Some building owners or employers hire disinfection companies to perform COVID related disinfection services to provide the illusion that the building is "safe" to enter. Honestly, having COVID certified professionals clean and disinfect buildings seems like a good idea, although we are seeing untrained, unvetted technologies, uninsured contractors not utilizing protocols to apply chemicals that are ineffective and in many cases providing a false sense of security. Ultimately, this one-time cleaning and disinfection is nothing more than a psychological play to appease employees and/or the public to feel safe while inside that building.

Approach B

Get training that encompasses the fundamental elements from the PR2A Standard of Care.

•COVID Training and Certification - Most contractors do not have any form COVID training as required by OSHA and in some cases insurance carriers.
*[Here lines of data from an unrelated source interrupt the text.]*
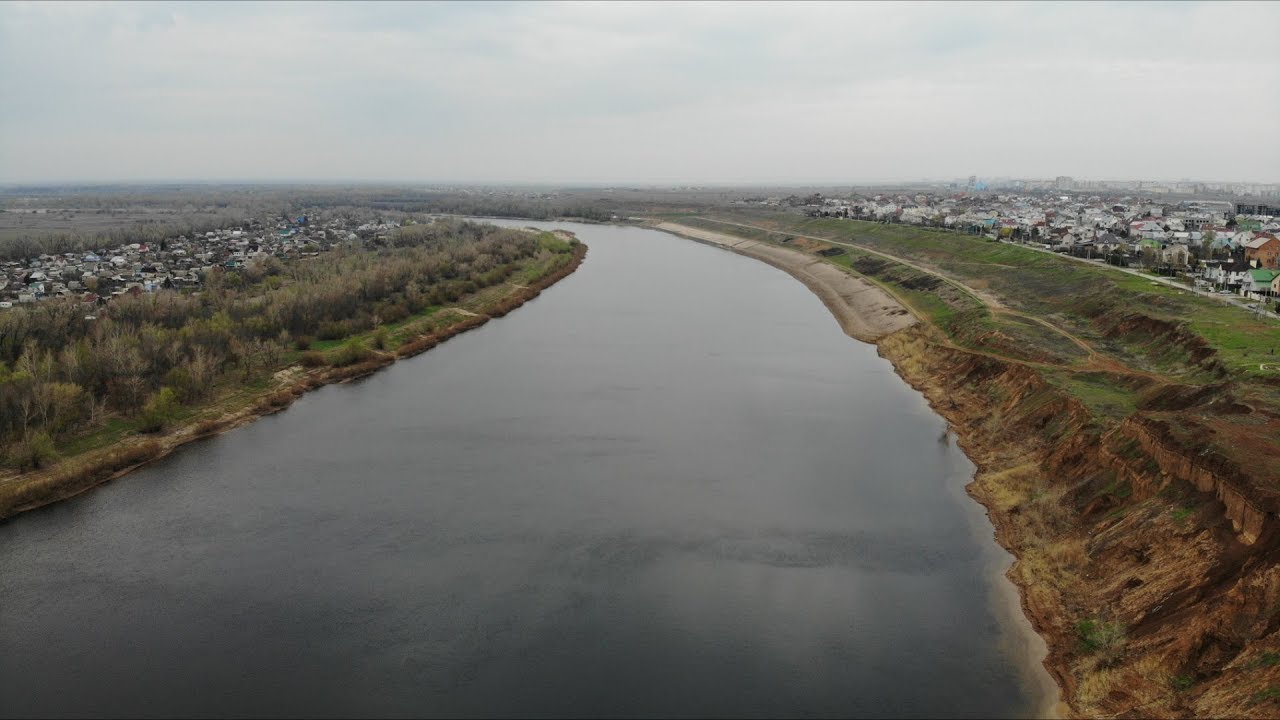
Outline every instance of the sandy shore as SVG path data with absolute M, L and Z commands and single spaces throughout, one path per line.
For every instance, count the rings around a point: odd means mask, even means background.
M 822 299 L 846 334 L 864 342 L 876 343 L 918 322 L 879 287 L 799 250 L 678 223 L 660 223 L 657 228 L 699 242 L 718 245 L 787 272 Z M 979 500 L 980 505 L 980 498 L 975 500 Z M 998 564 L 989 570 L 992 610 L 1009 628 L 1001 642 L 1024 669 L 1024 683 L 1036 697 L 1033 716 L 1066 717 L 1070 715 L 1070 708 L 1061 701 L 1061 689 L 1043 665 L 1048 653 L 1044 638 L 1032 626 L 1019 589 L 1007 577 L 1007 564 Z
M 863 342 L 876 342 L 916 322 L 906 307 L 879 287 L 813 255 L 677 223 L 659 223 L 657 228 L 718 245 L 786 270 L 822 299 L 846 334 Z

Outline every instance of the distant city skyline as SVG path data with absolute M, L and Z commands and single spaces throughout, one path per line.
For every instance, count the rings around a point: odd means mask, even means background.
M 1280 45 L 1240 32 L 1274 27 L 1276 3 L 3 3 L 0 183 L 1276 183 Z

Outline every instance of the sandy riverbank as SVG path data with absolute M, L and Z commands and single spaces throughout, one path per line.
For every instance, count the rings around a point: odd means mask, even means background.
M 799 250 L 678 223 L 659 223 L 657 228 L 689 240 L 717 245 L 787 272 L 820 297 L 840 322 L 845 333 L 856 340 L 877 343 L 918 322 L 886 291 Z M 961 443 L 961 448 L 964 448 L 964 443 Z M 968 489 L 973 495 L 974 487 L 970 486 Z M 980 497 L 974 497 L 974 500 L 987 507 L 988 520 L 995 523 L 989 515 L 989 505 L 982 502 Z M 1007 547 L 1006 542 L 1001 544 Z M 992 609 L 1010 628 L 1004 641 L 1006 650 L 1025 670 L 1024 682 L 1028 691 L 1036 697 L 1036 705 L 1032 710 L 1034 716 L 1065 717 L 1070 715 L 1070 708 L 1061 700 L 1061 688 L 1044 667 L 1044 660 L 1048 655 L 1047 644 L 1033 628 L 1021 597 L 1021 588 L 1007 575 L 1007 569 L 1005 565 L 991 570 Z
M 846 334 L 863 342 L 876 342 L 916 322 L 915 316 L 879 287 L 813 255 L 677 223 L 659 223 L 657 228 L 717 245 L 786 270 L 822 299 Z

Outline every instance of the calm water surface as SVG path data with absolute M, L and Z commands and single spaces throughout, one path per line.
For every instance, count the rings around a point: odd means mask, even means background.
M 923 398 L 780 270 L 573 229 L 512 315 L 0 524 L 0 715 L 1029 712 Z

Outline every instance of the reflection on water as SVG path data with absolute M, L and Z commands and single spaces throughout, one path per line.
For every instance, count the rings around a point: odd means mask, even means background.
M 508 318 L 0 525 L 0 714 L 1028 712 L 919 395 L 778 270 L 576 229 Z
According to Federal OSHA Employers must "train all workers with reasonably anticipated occupational exposure to SARS-CoV-2 about the sources of exposure to the virus, the hazards associated with that exposure, and appropriate workplace protocols in place to prevent or reduce the likelihood of exposure." Reasonable exposure to SARS-CoV-2 includes virtually every industry on earth.

•Disinfection Protocols - According to OSHA, employer protocols must be developed to prevent or reduce the likelihood of exposure to SARS-CoV-2. Protocols should include control and prevention measures, response procedures on what to do if an employee tests positive for COVID-19, the use of PPE, engineering controls and administrative controls (work practices). (PPE (29 CFR 1910.132), Eye and Face Protection (29 CFR 1910.133), Hand Protection (29 CFR 1910.138), and Respiratory Protection (29 CFR 1910.134) standards). Protocols will also be the document used to assist with the clean up procedures and determine the level of risk associated with that particular facility/building.

•Contractors performing COVID services should be properly insured with a "Communicable Disease Coverage Endorsement" added to their Pollution Liability section of their Environmental Liability Policy. Most policies have a communicable disease or virus exclusion in their policy.

•Contractors should also use a COVID service legal contract prepared by an experienced attorney to ensure the highest liability protection with clear expectations on the services to be performed. Many contracts are not properly designed for COVID related services and could lead to increased liability to the contractor.

•Employers should ensure that employees have obtained COVID specific training and implement routine increased cleaning & hygiene for the building. COVID specific Health and Safety requirements should be performed and documented as required by OSHA. In addition, a company that is insured/rated as janitorial services would want to notify their insurer of the change in exposure to avoid potential claims. They should notify their broker/insurer that they will be taking on biohazard work.

•Compliance with these items will result in the building owner or employer acquiring a COVID Compliant placard that can be displayed on the front of the window of the building. This placard will visually demonstrate that best available practices and procedures are being implemented to control and prevent exposure to COVID-19.